Meinung
Die Entscheidung setzt die Tradition bedeutender Rundfunkurteile des obersten deutschen Gerichts fort. In einem Präzedenzfall hatten die Ministerpräsidenten schon 2004 den von der unabhängigen KEF (Kommission zur Ermittlung des Finanzbedarfs der Rundfunkanstalten) errechneten Erhöhungsbedarf von 1.09 Euro auf 88 Cent zurückstutzen wollen. Die Sender klagten in Karlsruhe und bekamen Recht. Schon damals argumentierten die Verfassungshüter in ihrem Urteil, die Festsetzung der Rundfunkgebühr habe unabhängig von medienpolitischen Zielsetzungen zu erfolgen. Der Gesetzgeber habe jede Abweichung von der Empfehlung der KEF „nachvollziehbar zu begründen“.
Zumindest die Provinzpolitiker Sachsen-Anhalts hatten aus dieser Schlappe nichts gelernt. Sie führten wahlweise angeblich mangelnde Sparanstrengungen der Öffentlich-Rechtlichen, unzumutbare Belastungen der Bürger durch die geplante Beitragserhöhung um 86 Cent oder gar das „mangelhafte Engagement“ von ARD und ZDF im Osten als Blockadegrund an. Solchen Überlegungen erteilten die Richter nun abermals eine klare Absage: Den öffentlich-rechtlichen Rundfunkanstalten stehe ein „grundrechtlicher Finanzierungsanspruch“ zu. Zwar dürfe es im Rahmen des gestuften Beitragsfestsetzungsverfahren durchaus Abweichungen von der Bedarfsfeststellung der KEF geben. Aber: „Die Festsetzung des Rundfunkbeitrags muss frei von medienpolitischen Zielsetzungen erfolgen.“
Das Gericht würdigt darüber hinaus die besondere Bedeutung des öffentlich-rechtlichen Rundfunks und seine Aufgabe, „als Gegengewicht zu den privaten Rundfunkanbietern ein Leistungsangebot hervorzubringen, das einer anderen Entscheidungsrationalität als der der ökonomischen Anreize folgt“. Die Digitalisierung der Medien und speziell die Netz- und Plattformökonomie des Internet einschließlich der sozialen Netzwerke begünstigten „Konzentrations- und Monopolisierungstendenzen bei Anbietern, Verbreitern und Vermittlern von Inhalten“. Damit werde es immer schwieriger, „zwischen Fakten und Meinung, Inhalt und Werbung zu unterscheiden“. Gerade „in Zeiten vermehrten komplexen Informationsaufkommens einerseits und von einseitigen Darstellungen, Filterblasen, Fake News, Deep Fakes andererseits“ trage daher der beitragsfinanzierte öffentlich-rechtliche Rundfunk eine besondere Verantwortung.
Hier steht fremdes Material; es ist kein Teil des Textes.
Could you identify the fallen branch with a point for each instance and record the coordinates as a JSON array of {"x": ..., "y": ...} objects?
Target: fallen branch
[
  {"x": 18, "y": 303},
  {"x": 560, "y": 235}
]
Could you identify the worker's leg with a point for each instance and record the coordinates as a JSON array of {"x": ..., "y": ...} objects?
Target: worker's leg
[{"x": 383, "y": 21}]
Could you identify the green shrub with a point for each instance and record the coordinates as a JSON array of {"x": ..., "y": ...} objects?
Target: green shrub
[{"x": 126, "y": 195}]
Der Frontalangriff der Gegner von ARD, ZDF und Deutschlandradio auf die Rundfunkfreiheit ist damit einstweilen gestoppt. Das Urteil ist zugleich eine indirekte Mahnung an die Öffentlich-Rechtlichen, ihrer privilegierten Rolle im deutschen Mediensystem gerecht zu werden. Die Pläne zu Kürzungen bei politischen Magazinen und anderen Informationsprogrammen, die bei der ARD derzeit ventiliert werden, entsprechen jedenfalls nicht der Logik dieses Urteils. Die Verantwortlichen sollten entsprechende Konsequenzen ziehen.